Accounts Receivable Turnover Calculation for Remington Corporation

What is Remington Corporation's accounts receivable turnover?

1) 6.6

2) 9

3) 7.2

4) 6

Final answer: 7.2

Answer:

Remington Corporation's accounts receivable turnover is calculated using the formula for accounts receivable turnover, which is 7.2, based on their given sales, collections, and beginning accounts receivable.

Explanation:

The student has inquired about calculating the accounts receivable turnover for Remington Corporation. To find the accounts receivable turnover, we use the formula: Accounts Receivable Turnover = Net Credit Sales / Average Accounts Receivable.

Given that Remington had starting accounts receivable of $100,000 at the beginning of the period, sales of $900,000 (assumed to be all on credit), and cash collections of $850,000, we first need to determine the ending accounts receivable. This can be found by taking the beginning accounts receivable plus sales and subtracting cash collections ($100,000 + $900,000 - $850,000), resulting in an ending accounts receivable of $150,000.
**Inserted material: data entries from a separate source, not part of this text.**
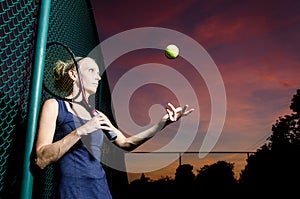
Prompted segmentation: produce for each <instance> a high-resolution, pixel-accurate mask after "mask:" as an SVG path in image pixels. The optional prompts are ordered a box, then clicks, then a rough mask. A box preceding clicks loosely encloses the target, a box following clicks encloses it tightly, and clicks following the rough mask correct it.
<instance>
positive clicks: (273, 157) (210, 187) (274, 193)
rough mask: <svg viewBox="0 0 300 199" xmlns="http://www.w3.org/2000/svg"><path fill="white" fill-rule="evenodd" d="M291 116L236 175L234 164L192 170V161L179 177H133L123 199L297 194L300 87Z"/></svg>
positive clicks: (297, 182) (297, 185)
mask: <svg viewBox="0 0 300 199" xmlns="http://www.w3.org/2000/svg"><path fill="white" fill-rule="evenodd" d="M289 108H290V110H291V111H292V113H291V114H288V115H284V116H280V117H279V118H278V119H277V120H276V122H275V123H274V124H273V125H272V127H271V130H272V134H271V135H270V136H269V137H268V138H267V140H266V143H265V144H263V145H262V146H261V147H259V148H258V149H257V150H256V152H254V153H253V154H251V155H249V156H248V158H247V159H246V165H245V167H244V169H242V170H241V172H240V177H239V178H238V179H237V178H236V177H235V175H234V171H233V169H234V163H230V162H226V161H222V160H220V161H217V162H216V163H213V164H211V165H205V166H203V167H201V168H200V169H199V170H197V174H196V175H195V174H194V173H193V166H192V165H190V164H183V165H179V166H178V167H177V169H176V173H175V178H174V179H171V178H170V177H161V179H158V180H151V179H150V178H147V177H146V176H145V175H144V174H142V175H141V178H140V179H137V180H134V181H132V182H131V183H130V184H129V185H128V189H126V190H127V191H126V192H124V194H122V195H123V196H122V198H128V199H129V198H130V199H138V198H139V199H140V198H143V199H148V198H149V199H150V198H155V199H160V198H164V199H165V198H174V199H176V198H183V199H189V198H191V199H193V198H201V197H210V198H217V197H223V198H262V197H266V198H270V197H284V198H292V197H295V196H297V194H298V192H299V191H298V189H299V185H300V163H299V160H298V159H299V157H300V119H299V118H300V89H298V90H297V91H296V94H294V95H293V97H292V100H291V104H290V107H289Z"/></svg>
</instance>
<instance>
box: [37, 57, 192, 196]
mask: <svg viewBox="0 0 300 199" xmlns="http://www.w3.org/2000/svg"><path fill="white" fill-rule="evenodd" d="M79 66H80V71H81V74H82V81H83V85H84V88H85V94H86V97H89V96H90V95H92V94H95V93H96V90H97V87H98V83H99V81H100V80H101V77H100V75H99V68H98V65H97V64H96V62H95V61H94V60H93V59H92V58H89V57H86V58H83V59H81V60H79ZM54 72H55V77H56V78H57V79H60V78H69V80H70V81H71V82H72V84H71V85H72V86H71V88H70V91H71V92H70V95H72V94H74V93H77V91H78V89H79V87H78V75H77V72H76V70H75V67H74V65H73V64H72V63H71V62H66V63H65V62H62V61H59V62H58V63H57V66H56V67H55V70H54ZM81 98H82V96H79V97H78V98H77V99H76V101H77V100H78V101H81ZM187 108H188V106H187V105H186V106H184V107H183V108H182V107H177V108H175V107H174V106H173V105H172V104H171V103H169V104H168V105H167V107H166V112H167V113H166V114H165V115H164V116H163V117H162V118H161V119H160V121H159V122H158V123H157V124H155V125H153V126H152V127H150V128H149V129H146V130H144V131H142V132H140V133H138V134H136V135H134V136H130V137H126V136H125V135H124V134H123V133H122V132H121V131H120V130H119V129H117V128H116V127H114V126H113V125H112V123H111V122H110V120H109V119H108V118H107V117H106V116H105V115H104V114H103V113H102V112H100V111H99V112H98V113H99V114H98V115H96V116H91V115H90V113H89V112H88V111H87V110H86V109H85V108H84V107H83V106H81V105H79V104H78V103H70V102H65V101H62V100H59V99H48V100H46V101H45V103H44V104H43V107H42V110H41V115H40V121H39V127H38V137H37V142H36V159H35V163H36V164H37V165H38V166H39V167H40V168H41V169H44V168H45V167H46V166H47V165H49V164H51V163H55V166H56V167H57V171H58V172H57V174H58V175H57V179H56V183H57V185H56V191H55V196H56V198H63V199H67V198H72V199H74V198H84V199H88V198H93V199H96V198H101V199H106V198H108V199H110V198H111V194H110V192H109V188H108V185H107V182H106V177H105V172H104V170H103V168H102V166H101V164H100V162H99V160H97V158H95V157H94V156H92V155H91V154H90V153H89V151H88V150H87V148H86V147H85V145H84V144H83V142H82V141H81V137H84V136H86V135H97V136H95V137H96V138H95V139H96V141H97V142H98V143H97V144H98V145H99V148H100V146H101V144H102V141H103V133H102V131H111V132H114V133H115V134H116V135H117V138H116V139H115V140H114V141H113V143H114V144H115V145H116V146H118V147H120V148H121V149H123V150H126V151H132V150H134V149H135V148H137V147H138V146H140V145H141V144H143V143H144V142H146V141H147V140H148V139H150V138H151V137H153V136H154V135H155V134H156V133H158V132H159V131H160V130H161V129H163V128H164V127H165V126H166V125H168V124H170V123H172V122H175V121H177V120H178V119H179V118H180V117H182V116H186V115H188V114H190V113H191V112H192V111H193V109H190V110H188V109H187ZM78 120H81V121H83V124H82V125H77V122H78ZM94 141H95V140H94Z"/></svg>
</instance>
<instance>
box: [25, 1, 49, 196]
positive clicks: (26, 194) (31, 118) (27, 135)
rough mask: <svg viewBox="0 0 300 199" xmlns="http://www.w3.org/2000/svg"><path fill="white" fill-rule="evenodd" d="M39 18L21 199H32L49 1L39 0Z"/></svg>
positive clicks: (46, 42)
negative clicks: (36, 138) (33, 177)
mask: <svg viewBox="0 0 300 199" xmlns="http://www.w3.org/2000/svg"><path fill="white" fill-rule="evenodd" d="M40 2H41V5H40V16H39V23H38V31H37V42H36V49H35V57H34V64H33V73H32V82H31V87H30V98H29V109H28V118H27V131H26V133H27V135H26V142H25V154H24V163H23V177H22V184H21V192H20V198H21V199H31V198H32V186H33V176H32V174H31V172H30V154H31V152H32V148H33V143H34V138H35V131H36V127H37V123H38V113H39V107H40V102H41V91H42V86H41V85H42V81H43V75H42V74H43V71H44V57H45V48H46V43H47V35H48V21H49V13H50V3H51V0H41V1H40Z"/></svg>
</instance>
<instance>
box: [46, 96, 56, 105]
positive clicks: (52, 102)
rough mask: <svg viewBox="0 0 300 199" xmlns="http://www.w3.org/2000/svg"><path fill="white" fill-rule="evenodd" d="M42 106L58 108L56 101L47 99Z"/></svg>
mask: <svg viewBox="0 0 300 199" xmlns="http://www.w3.org/2000/svg"><path fill="white" fill-rule="evenodd" d="M44 106H58V102H57V100H56V99H52V98H51V99H47V100H46V101H45V102H44Z"/></svg>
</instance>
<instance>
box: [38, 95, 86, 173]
mask: <svg viewBox="0 0 300 199" xmlns="http://www.w3.org/2000/svg"><path fill="white" fill-rule="evenodd" d="M57 116H58V103H57V101H56V100H55V99H49V100H46V101H45V103H44V105H43V107H42V111H41V115H40V120H39V127H38V137H37V142H36V159H35V163H36V164H37V165H38V166H39V167H40V168H41V169H44V168H45V167H46V166H47V165H49V164H50V163H52V162H55V161H57V160H58V159H59V158H61V157H62V156H63V155H64V154H65V153H66V152H67V151H68V150H69V149H70V148H71V147H72V146H73V145H74V144H75V143H76V142H77V141H78V140H79V139H80V134H79V133H78V132H77V130H74V131H72V132H71V133H69V134H68V135H66V136H65V137H64V138H62V139H61V140H59V141H57V142H54V143H53V142H52V141H53V137H54V133H55V127H56V126H55V125H56V119H57Z"/></svg>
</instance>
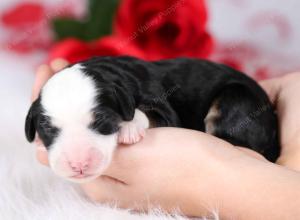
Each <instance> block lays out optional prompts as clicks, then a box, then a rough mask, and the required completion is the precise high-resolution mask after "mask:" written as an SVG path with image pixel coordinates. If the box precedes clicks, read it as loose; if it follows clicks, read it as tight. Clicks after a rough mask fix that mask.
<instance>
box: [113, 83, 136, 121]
mask: <svg viewBox="0 0 300 220" xmlns="http://www.w3.org/2000/svg"><path fill="white" fill-rule="evenodd" d="M114 96H115V97H116V99H117V100H116V101H117V105H118V110H119V112H120V115H121V117H122V119H123V120H124V121H131V120H132V119H133V117H134V111H135V100H134V97H133V95H132V94H130V93H129V92H127V91H126V89H125V88H123V87H121V86H118V85H116V84H115V85H114Z"/></svg>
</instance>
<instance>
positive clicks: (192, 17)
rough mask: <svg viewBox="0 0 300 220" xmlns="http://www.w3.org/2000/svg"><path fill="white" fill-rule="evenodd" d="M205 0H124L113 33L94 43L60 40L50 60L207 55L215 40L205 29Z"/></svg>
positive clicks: (80, 41) (70, 59)
mask: <svg viewBox="0 0 300 220" xmlns="http://www.w3.org/2000/svg"><path fill="white" fill-rule="evenodd" d="M206 23H207V12H206V7H205V2H204V0H161V1H151V0H144V1H142V0H123V1H122V2H121V5H120V7H119V9H118V12H117V16H116V21H115V26H114V28H113V32H114V33H113V35H112V36H107V37H104V38H101V39H99V40H96V41H95V42H92V43H84V42H82V41H79V40H76V41H75V40H74V39H72V40H71V41H69V40H67V41H64V42H61V43H59V44H58V45H56V46H55V47H54V49H53V50H52V52H51V55H50V59H53V58H57V57H61V58H65V59H67V60H68V61H69V62H77V61H80V60H82V59H86V58H88V57H89V56H96V55H97V56H107V55H109V56H117V55H131V56H135V57H139V58H142V59H145V60H158V59H164V58H174V57H178V56H186V57H196V58H207V57H208V56H209V55H210V54H211V52H212V49H213V39H212V37H211V35H210V34H209V33H208V32H207V31H206Z"/></svg>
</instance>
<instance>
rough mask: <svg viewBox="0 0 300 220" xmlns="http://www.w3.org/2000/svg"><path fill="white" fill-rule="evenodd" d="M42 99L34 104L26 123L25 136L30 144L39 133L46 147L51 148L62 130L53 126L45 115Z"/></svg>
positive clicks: (25, 127) (31, 109)
mask: <svg viewBox="0 0 300 220" xmlns="http://www.w3.org/2000/svg"><path fill="white" fill-rule="evenodd" d="M40 103H41V97H39V98H38V99H37V100H36V101H35V102H33V103H32V105H31V107H30V109H29V112H28V114H27V117H26V122H25V134H26V138H27V140H28V141H29V142H32V141H33V140H34V138H35V133H36V132H37V133H38V135H39V137H40V138H41V140H42V141H43V143H44V145H45V146H46V147H47V148H49V146H50V145H51V144H52V143H53V142H54V139H55V138H56V137H57V136H58V134H59V132H60V130H59V128H56V127H55V126H53V125H52V124H51V120H50V118H49V117H48V116H46V115H44V114H43V108H42V106H41V104H40Z"/></svg>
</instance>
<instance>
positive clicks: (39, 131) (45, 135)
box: [37, 115, 59, 147]
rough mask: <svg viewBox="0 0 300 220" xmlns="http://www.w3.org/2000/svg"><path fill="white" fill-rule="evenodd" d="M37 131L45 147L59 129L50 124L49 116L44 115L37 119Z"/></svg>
mask: <svg viewBox="0 0 300 220" xmlns="http://www.w3.org/2000/svg"><path fill="white" fill-rule="evenodd" d="M37 131H38V134H39V136H40V137H41V138H42V140H44V144H45V145H46V147H48V146H49V145H51V143H52V142H53V140H54V138H55V137H57V136H58V134H59V129H58V128H57V127H54V126H52V125H51V121H50V118H49V117H47V116H45V115H41V116H40V118H39V120H38V125H37Z"/></svg>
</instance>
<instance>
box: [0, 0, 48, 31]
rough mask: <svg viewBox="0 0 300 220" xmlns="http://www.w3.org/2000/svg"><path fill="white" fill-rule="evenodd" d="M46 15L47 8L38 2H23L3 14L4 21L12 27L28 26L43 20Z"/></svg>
mask: <svg viewBox="0 0 300 220" xmlns="http://www.w3.org/2000/svg"><path fill="white" fill-rule="evenodd" d="M45 16H46V13H45V9H44V7H43V6H42V5H40V4H38V3H30V2H27V3H22V4H19V5H17V6H16V7H15V8H12V9H10V10H8V11H5V12H4V13H3V15H2V16H1V20H2V23H3V24H4V25H5V26H8V27H12V28H28V27H31V26H32V25H35V24H36V23H39V22H41V21H42V20H43V19H44V18H45Z"/></svg>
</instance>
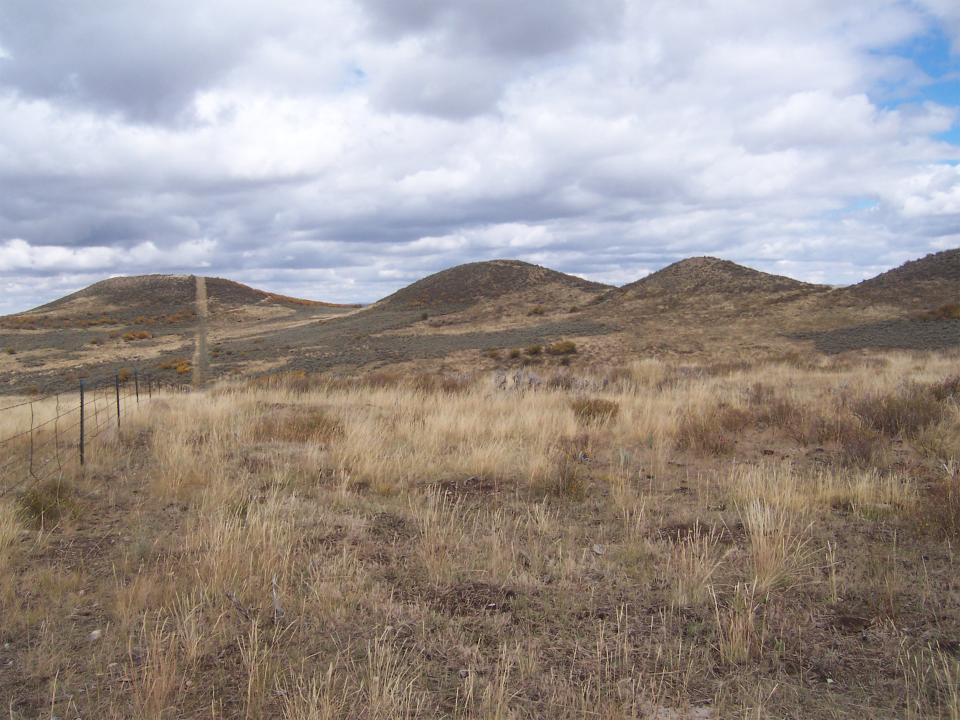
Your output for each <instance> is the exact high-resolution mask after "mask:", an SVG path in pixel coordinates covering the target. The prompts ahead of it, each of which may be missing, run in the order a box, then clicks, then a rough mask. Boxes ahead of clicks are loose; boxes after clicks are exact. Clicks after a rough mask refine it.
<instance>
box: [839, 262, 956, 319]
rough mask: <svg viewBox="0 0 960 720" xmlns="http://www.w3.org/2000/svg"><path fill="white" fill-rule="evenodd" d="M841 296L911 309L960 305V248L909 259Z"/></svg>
mask: <svg viewBox="0 0 960 720" xmlns="http://www.w3.org/2000/svg"><path fill="white" fill-rule="evenodd" d="M841 293H842V294H843V295H844V296H845V297H846V298H847V299H852V300H857V301H861V302H867V303H871V304H877V305H895V306H899V307H904V308H908V309H911V310H914V309H917V310H918V309H927V310H932V309H934V308H937V307H941V306H943V305H948V304H952V303H957V302H960V249H954V250H944V251H942V252H938V253H933V254H930V255H927V256H926V257H922V258H920V259H919V260H910V261H909V262H906V263H904V264H903V265H901V266H900V267H897V268H894V269H893V270H888V271H887V272H885V273H881V274H880V275H877V276H876V277H874V278H870V279H869V280H864V281H863V282H861V283H858V284H856V285H851V286H850V287H848V288H844V289H843V290H842V291H841Z"/></svg>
Average accounts receivable is calculated by adding the beginning and ending accounts receivable and dividing by 2, which equals ($100,000 + $150,000) / 2 = $125,000. Now, the turnover can be calculated by dividing net credit sales by the average accounts receivable, which is $900,000 / $125,000 = 7.2. Therefore, the accounts receivable turnover for Remington Corporation is 7.2.

Understanding accounts receivable turnover is crucial for businesses to assess their efficiency in collecting payments from customers. A higher turnover ratio indicates that a company is collecting receivables more quickly, which is beneficial for maintaining a healthy cash flow.